Finite-source attributes of 39 M 3.9 to 5.5 Ridgecrest, California earthquakes
Haoran Meng
University of California, San Diego
- Date & Time
- Location
- Online-only seminar via Microsoft Teams
- Host
- Jeffrey McGuire
- Summary
Resolving earthquake rupture processes is essential for understanding earthquake physics and determining seismic hazards. However, it remains challenging to directly solve the finite-source attributes of moderate and small earthquakes; rupture processes of such events are traditionally resolved using spectral methods in the frequency domain. In this study, we apply a time-domain approach that makes minimal assumptions to estimate the second-degree seismic moments of 39 M 3.9 to 5.5 earthquakes from the 2019 Ridgecrest, California sequence. The second moments can characterize earthquake finite-source attributes, including the rupture length, width, duration, velocity, and directivity. We also quantify the finite-source model uncertainties by examining both model assumptions and data imperfections.
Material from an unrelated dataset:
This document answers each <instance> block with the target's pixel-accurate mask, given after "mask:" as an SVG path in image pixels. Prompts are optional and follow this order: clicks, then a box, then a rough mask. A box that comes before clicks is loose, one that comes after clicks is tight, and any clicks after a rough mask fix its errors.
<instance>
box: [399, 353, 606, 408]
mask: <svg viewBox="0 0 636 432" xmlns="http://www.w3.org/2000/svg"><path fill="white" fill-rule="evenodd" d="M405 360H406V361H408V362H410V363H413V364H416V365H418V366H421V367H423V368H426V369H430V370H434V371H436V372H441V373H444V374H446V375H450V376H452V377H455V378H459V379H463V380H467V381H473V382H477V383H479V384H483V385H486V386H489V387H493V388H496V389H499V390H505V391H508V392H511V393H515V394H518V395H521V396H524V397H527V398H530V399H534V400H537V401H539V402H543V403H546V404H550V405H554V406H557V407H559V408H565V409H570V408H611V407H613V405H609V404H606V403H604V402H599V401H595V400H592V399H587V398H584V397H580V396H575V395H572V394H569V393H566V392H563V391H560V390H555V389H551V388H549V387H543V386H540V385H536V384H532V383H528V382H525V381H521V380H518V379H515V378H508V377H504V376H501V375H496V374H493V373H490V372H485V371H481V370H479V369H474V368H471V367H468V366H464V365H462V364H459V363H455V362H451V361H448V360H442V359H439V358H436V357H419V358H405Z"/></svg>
These evaluations show that our second moments method can robustly resolve the earthquake rupture length and duration. The rupture width, velocity, and directivity ratio may suffer uncertainties when the network configuration is less optimal. The resolved finite-source attributes of the 39 earthquakes show no clear spatial patterns. Most of these earthquakes ruptured bilaterally with a median scaled rupture-speed of 69% of the local shear-wave speed. On average, the rupture length is 3.0 times the rupture width, deviating away from a circular crack. With the kinematic attributes, we compute the earthquake static stress-drop and obtained a median stress-drop estimate of 35.2 MPa with a median lower bound of 1.8 MPa assuming an elliptical crack model. We show that model assumptions can lead to up to two orders of magnitude differences in the stress-drop estimates for the same earthquakes with the same set of measurements.